VMware has been around longer than Xen. VMware was first released in 1999 as VMware Workstation; Xen was developed in 2003 and made available as an open source project. The products are similar in that they are both funded by largely successful companies – EMC, which acquired VMware in 2003, and Citrix, which acquired XenSource.
VMware has been so successful that nearly 80 independent software and hardware companies have partnered with it and developed products that work with it. But XenSource isn't all that far behind, with 63 partners squired in its short existence.

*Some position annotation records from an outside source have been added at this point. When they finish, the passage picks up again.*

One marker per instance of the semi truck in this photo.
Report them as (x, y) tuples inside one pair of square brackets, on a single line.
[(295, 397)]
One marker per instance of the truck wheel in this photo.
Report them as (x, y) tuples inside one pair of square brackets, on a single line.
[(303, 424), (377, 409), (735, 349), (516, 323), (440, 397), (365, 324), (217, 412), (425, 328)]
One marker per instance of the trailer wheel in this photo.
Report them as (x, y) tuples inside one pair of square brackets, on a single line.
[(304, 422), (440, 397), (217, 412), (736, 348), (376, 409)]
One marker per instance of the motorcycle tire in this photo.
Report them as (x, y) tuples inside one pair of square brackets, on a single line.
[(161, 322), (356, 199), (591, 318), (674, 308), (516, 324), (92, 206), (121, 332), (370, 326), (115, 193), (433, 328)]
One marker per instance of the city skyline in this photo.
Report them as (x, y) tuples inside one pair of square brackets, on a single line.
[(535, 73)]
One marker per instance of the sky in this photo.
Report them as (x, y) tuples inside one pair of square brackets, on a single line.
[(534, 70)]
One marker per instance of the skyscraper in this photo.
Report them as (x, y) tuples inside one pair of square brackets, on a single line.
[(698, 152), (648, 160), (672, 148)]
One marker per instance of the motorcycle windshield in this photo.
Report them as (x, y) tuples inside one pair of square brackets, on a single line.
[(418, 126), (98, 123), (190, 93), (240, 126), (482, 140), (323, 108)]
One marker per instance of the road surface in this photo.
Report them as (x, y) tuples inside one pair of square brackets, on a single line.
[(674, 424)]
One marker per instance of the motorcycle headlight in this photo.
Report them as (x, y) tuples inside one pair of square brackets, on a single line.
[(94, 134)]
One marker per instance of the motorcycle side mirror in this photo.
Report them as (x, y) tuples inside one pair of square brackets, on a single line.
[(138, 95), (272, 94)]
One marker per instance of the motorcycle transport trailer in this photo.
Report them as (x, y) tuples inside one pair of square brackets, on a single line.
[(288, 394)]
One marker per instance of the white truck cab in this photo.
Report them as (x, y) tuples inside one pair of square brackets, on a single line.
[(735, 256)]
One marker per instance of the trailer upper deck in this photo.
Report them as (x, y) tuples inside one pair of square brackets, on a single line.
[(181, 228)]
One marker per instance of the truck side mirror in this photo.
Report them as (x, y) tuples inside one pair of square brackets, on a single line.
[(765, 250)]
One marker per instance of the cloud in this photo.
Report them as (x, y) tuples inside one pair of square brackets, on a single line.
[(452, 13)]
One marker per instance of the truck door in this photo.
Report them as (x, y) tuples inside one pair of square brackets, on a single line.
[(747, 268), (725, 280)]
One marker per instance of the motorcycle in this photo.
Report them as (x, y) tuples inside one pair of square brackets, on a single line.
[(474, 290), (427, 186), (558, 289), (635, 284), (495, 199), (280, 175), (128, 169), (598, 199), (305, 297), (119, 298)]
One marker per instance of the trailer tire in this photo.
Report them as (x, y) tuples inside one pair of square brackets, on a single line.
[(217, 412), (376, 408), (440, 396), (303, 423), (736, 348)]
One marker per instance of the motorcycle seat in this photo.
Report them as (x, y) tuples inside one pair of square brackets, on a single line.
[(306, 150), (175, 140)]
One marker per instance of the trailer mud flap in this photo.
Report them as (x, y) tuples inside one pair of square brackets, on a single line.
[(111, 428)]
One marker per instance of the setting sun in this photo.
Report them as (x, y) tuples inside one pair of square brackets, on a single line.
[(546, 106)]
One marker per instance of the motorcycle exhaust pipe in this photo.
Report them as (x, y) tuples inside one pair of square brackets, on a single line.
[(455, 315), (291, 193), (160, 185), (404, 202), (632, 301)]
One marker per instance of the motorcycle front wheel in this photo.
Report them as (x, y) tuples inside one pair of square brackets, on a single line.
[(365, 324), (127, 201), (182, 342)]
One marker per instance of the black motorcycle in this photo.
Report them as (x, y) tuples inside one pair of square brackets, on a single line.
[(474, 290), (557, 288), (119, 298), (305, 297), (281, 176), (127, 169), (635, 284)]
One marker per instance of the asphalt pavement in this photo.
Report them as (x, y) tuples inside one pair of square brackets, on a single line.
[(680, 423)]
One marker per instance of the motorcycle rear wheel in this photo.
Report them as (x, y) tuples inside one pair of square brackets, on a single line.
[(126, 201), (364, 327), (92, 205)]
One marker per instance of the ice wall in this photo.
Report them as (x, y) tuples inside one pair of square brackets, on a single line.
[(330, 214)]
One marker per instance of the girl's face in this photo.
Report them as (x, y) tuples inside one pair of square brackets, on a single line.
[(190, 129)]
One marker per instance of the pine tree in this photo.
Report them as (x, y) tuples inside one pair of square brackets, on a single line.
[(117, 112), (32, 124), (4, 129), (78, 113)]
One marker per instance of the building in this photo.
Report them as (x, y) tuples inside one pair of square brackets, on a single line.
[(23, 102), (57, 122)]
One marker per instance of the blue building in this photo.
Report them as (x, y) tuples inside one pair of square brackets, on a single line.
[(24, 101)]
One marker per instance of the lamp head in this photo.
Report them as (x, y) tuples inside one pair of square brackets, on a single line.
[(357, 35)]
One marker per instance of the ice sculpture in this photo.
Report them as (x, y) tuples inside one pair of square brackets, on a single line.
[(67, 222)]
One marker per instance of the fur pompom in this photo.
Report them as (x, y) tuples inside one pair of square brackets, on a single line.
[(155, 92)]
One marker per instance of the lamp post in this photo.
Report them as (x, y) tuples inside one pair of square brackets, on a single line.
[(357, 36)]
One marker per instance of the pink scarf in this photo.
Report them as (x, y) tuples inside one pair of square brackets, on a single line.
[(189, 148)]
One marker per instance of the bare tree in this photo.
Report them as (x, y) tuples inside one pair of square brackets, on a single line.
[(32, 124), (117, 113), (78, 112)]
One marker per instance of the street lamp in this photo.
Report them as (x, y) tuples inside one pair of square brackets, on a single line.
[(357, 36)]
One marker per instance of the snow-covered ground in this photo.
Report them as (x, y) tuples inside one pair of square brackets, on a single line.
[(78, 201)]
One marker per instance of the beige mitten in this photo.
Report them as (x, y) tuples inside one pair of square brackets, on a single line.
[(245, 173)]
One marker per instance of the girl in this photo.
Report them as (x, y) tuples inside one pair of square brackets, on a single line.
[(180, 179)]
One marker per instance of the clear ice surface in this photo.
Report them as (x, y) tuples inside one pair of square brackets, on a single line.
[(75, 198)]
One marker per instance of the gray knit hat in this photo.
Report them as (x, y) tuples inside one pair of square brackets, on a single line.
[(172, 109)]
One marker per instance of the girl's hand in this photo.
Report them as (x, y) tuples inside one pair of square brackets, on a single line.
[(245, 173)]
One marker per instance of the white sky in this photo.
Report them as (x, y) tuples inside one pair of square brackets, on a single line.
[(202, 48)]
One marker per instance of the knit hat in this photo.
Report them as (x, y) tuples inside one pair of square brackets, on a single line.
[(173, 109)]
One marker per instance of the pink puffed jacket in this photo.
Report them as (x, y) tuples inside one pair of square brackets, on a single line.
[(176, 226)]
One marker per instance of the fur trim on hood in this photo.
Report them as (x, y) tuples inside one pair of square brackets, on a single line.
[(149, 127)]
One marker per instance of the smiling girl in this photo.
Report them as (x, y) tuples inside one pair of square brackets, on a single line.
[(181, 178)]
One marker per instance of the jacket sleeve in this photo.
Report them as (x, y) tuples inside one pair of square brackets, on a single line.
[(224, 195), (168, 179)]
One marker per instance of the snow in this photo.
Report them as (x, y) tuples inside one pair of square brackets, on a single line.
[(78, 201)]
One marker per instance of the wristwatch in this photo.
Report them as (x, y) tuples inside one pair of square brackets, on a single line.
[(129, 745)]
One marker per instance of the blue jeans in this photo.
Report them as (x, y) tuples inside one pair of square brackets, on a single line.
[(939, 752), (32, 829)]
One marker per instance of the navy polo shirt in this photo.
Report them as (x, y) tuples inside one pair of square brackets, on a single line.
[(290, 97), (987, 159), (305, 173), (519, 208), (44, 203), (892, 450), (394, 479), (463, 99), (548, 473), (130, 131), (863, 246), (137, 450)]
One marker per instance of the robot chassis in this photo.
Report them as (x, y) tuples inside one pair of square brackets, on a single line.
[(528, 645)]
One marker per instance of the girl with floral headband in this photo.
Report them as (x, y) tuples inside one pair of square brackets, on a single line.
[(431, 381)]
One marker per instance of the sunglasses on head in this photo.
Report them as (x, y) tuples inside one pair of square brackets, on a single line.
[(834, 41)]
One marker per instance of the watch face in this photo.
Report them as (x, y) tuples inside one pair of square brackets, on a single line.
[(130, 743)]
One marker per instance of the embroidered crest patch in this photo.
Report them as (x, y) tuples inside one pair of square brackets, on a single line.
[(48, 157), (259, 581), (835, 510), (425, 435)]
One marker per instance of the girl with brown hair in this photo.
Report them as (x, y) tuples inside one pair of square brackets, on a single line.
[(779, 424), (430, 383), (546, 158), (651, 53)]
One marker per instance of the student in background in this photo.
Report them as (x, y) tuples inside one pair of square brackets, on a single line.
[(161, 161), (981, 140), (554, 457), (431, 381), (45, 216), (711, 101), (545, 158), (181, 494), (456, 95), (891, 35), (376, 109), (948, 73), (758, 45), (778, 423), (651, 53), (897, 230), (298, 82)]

“Xen won’t have the maturity of VMware in 2007, but it might be a cheaper alternative, if that’s a major consideration," Gordon Haff, an analyst at Illuminata, told Network World earlier this year.
Not to be counted out in this virtualization battle is Microsoft. Its Windows Server Virtualization – a.k.a. Viridian -- technology is set to ship with Windows Server 2009. Although the Windows product commands only 7% of the market now, when it ships you can expect companies to add it to their arsenals quickly because well, Microsoft is Microsoft.